Tribune
|
Publié le 19 Mars 2004

Portrait d’un polémiste : Jacques Givet

Jacques Vichniac, plus connu sous le nom de Jacques Givet (1917-2004), nous a quittés. Né à Moscou, entre la révolution de Février et celle d’Octobre, ce fut un combattant pour toutes les causes justes en général, et celle d’Israël en particulier. Ecrivain et poète de langue française par passion, traducteur international de métier, il était très sensible au mot, au mot juste, à son utilisation et à son emploi… C’est ce qui peut-être le rendit un polémiste redoutable.



Dans toute polémique on est obligé de se faire âpre et vif, à la limite même agressif, et Jacques Givet en avait pressenti les difficultés tant et si bien qu’il déclarait : « La polémique requiert au préalable le sombre froncement de sourcils et le fiel que l’on sent monter à la gorge, … exige l’apprentissage d’un style allant du sarcasme vengeur à la vacherie en douce ». Il assurait que pour ce genre il n’était pas préparé … Ce qui était vrai, mais pas tout à fait juste.

Jacques Givet était pétri de cette inquiétude juive qui le rendait si proche de tous les combats contre toutes les injustices. Cette lutte permanente il la portait en lui, échappé par miracle à la mort il s’évade d’un train de déportés – alors que tous les siens sont gazés dans les camps de la mort. Il s’engagera très tôt, de toute sa force, de toute son âme, dans cette lutte afin de rapprocher des lendemains qui chantent tous ceux qui se réclament de la fraternité humaine.

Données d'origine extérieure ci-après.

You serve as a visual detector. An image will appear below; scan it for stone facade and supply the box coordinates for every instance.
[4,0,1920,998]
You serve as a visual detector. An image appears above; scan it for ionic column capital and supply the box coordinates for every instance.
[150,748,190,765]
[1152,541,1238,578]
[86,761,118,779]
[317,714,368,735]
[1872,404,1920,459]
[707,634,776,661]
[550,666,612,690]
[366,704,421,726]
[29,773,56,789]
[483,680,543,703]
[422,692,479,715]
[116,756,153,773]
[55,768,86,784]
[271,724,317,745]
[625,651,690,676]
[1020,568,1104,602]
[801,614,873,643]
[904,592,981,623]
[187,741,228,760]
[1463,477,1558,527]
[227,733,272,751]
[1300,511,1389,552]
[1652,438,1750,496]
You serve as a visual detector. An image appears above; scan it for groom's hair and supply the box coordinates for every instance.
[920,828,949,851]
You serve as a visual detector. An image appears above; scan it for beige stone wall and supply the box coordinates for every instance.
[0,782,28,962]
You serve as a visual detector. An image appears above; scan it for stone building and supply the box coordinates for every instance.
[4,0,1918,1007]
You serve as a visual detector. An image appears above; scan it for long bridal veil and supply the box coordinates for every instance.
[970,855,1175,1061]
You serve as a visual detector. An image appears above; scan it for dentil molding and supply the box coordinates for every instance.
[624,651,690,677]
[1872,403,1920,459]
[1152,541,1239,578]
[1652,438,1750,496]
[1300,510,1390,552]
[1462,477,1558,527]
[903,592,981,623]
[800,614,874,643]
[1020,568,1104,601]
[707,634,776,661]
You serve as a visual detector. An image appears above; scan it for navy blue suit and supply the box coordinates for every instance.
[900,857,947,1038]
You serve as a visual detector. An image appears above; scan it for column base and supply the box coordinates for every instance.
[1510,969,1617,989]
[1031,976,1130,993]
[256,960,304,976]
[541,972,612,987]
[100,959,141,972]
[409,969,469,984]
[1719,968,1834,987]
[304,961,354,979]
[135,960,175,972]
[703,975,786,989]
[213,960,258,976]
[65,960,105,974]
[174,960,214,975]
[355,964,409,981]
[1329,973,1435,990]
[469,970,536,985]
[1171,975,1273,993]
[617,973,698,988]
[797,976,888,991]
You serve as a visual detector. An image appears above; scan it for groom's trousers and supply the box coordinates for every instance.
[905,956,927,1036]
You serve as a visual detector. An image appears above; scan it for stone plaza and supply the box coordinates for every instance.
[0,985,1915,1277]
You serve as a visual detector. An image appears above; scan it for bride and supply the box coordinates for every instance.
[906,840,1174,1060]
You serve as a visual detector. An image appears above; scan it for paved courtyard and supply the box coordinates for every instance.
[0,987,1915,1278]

Durant la Résistance, avec Jankelevitch et Cassou, il dirigea ces réseaux des soldats de l’ombre. Mais ce ferment il le lassera pousser, et on le retrouvera durant toutes ces trente dernières années – période de la décolonisation- au sein de toutes les causes justes. Et sa maison sera cet antre où se reconnaîtront les combattants du FLN, les hommes du réseau Jeanson, puis les Biafrais, les Ethiopiens, les Kurdes, les Sahraouis … Quand Ben Barka devra être accueilli, c’est chez les Givet qu’on le retrouvera, et quand enfin, bien avant les rencontres de Jérusalem et de Camp David, son domicile sera le lieu de réunion privilégié de toutes les bonnes volontés qui ont tenté de trouver des voies au conflit du Proche-Orient, les voix étaient chez lui nombreuses et multiples.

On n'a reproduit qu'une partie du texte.